Commenting on the results of the stress tests of European banks, released today by the European Central Bank, Greens/EFA co-president Philippe Lamberts said:
"While these new stress tests of European banks are an important milestone for EU banking regulation and financial sector transparency, major shortcomings remain in the analysis. We are still lacking the full picture on the health of Europe's banks due to the flawed assessment methodology used by the ECB. This will necessarily hamper efforts to effectively assess the true risk in the sector, with a view to ensuring effective regulation.
“Basing the stress tests on a capital benchmark that still relies on regulatory risk weights masks the situation on bank risks (1).
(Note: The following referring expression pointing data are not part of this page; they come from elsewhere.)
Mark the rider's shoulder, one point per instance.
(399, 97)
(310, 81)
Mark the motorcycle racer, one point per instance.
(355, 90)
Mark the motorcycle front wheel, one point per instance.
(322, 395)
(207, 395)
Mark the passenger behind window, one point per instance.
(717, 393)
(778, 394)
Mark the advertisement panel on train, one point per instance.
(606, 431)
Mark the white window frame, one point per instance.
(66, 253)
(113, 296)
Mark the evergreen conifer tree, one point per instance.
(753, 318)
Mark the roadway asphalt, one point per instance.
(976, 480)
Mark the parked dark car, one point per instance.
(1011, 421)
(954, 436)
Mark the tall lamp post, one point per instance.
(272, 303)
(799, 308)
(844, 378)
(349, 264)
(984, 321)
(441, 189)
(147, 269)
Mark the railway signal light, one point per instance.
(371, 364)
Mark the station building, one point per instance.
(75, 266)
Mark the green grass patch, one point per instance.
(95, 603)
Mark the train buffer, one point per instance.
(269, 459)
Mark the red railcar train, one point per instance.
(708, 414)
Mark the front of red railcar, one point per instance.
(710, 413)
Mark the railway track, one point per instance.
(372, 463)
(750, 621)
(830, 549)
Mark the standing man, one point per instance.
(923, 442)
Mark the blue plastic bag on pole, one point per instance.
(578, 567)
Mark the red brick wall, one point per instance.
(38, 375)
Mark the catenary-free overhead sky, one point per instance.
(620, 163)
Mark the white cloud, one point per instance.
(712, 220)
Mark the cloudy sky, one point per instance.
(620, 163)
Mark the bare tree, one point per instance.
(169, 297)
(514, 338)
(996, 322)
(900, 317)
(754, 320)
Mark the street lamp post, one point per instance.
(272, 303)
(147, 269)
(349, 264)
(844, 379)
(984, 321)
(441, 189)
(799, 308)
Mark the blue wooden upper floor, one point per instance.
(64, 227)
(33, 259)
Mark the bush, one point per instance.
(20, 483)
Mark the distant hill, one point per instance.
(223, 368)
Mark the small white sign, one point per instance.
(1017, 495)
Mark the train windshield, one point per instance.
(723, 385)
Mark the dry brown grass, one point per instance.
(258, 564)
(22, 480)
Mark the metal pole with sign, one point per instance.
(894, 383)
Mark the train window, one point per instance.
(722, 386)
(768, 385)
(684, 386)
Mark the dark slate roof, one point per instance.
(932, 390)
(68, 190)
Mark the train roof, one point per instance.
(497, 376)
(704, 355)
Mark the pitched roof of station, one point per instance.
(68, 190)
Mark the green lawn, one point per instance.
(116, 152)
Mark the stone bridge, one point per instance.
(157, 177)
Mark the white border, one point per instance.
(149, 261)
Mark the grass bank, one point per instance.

It leaves room for banks to game their risk-weighted assets, which allows them to meet regulatory capital requirements without necessarily reducing economic leverage.
“The narrow focus of the tests, which are conducted on a bank-by-bank basis, prevents a comprehensive assessment of the systemic risks resulting from the high interconnection of the EU banking system. European banks not only show high levels of equity cross-holdings (which hampers the loss-absorbing capacity of the industry as a whole), they also continue to be too much dependent on unstable short-term wholesale funding.
"The launching of the comprehensive assessment by the ECB has by itself provoked a 'spontaneous' recapitalisation of European banks to the tune of €120 billion, which to some extent explains the relatively mild conclusions of the whole exercise. This speaks volumes about the leniency of the national supervisors towards the banks that they so cosily had under their watch hitherto.
“The stress tests could have been much more effective if they had been based on more comprehensive capital requirements (for example, by using the simple leverage ratio), but also if they had looked at the interconnection of European banks. While today's stress tests have shone the spotlight on some of the weakest sections of the banking sector, this should not divert attention from the need for decisive structural reform of the banking industry. A clear-cut separation of banking activities is of vital importance to reduce systemic risks by making banks less complex, less interconnected and more resilient to financial turmoil. This must be a top priority for the EU."
(1) The ECB tested is banks' core capital ratios, which have to amount to at least 8% of their risk-weighted assets. This means that the relevant estimations are being partly made by the banks themselves, which encourages them to use internal risk models that give the rosiest picture of their risks. Instead of relying on risk models, a more robust assessment should have used 'hard', non-probabilistic measures of risks - such as the leverage ratio.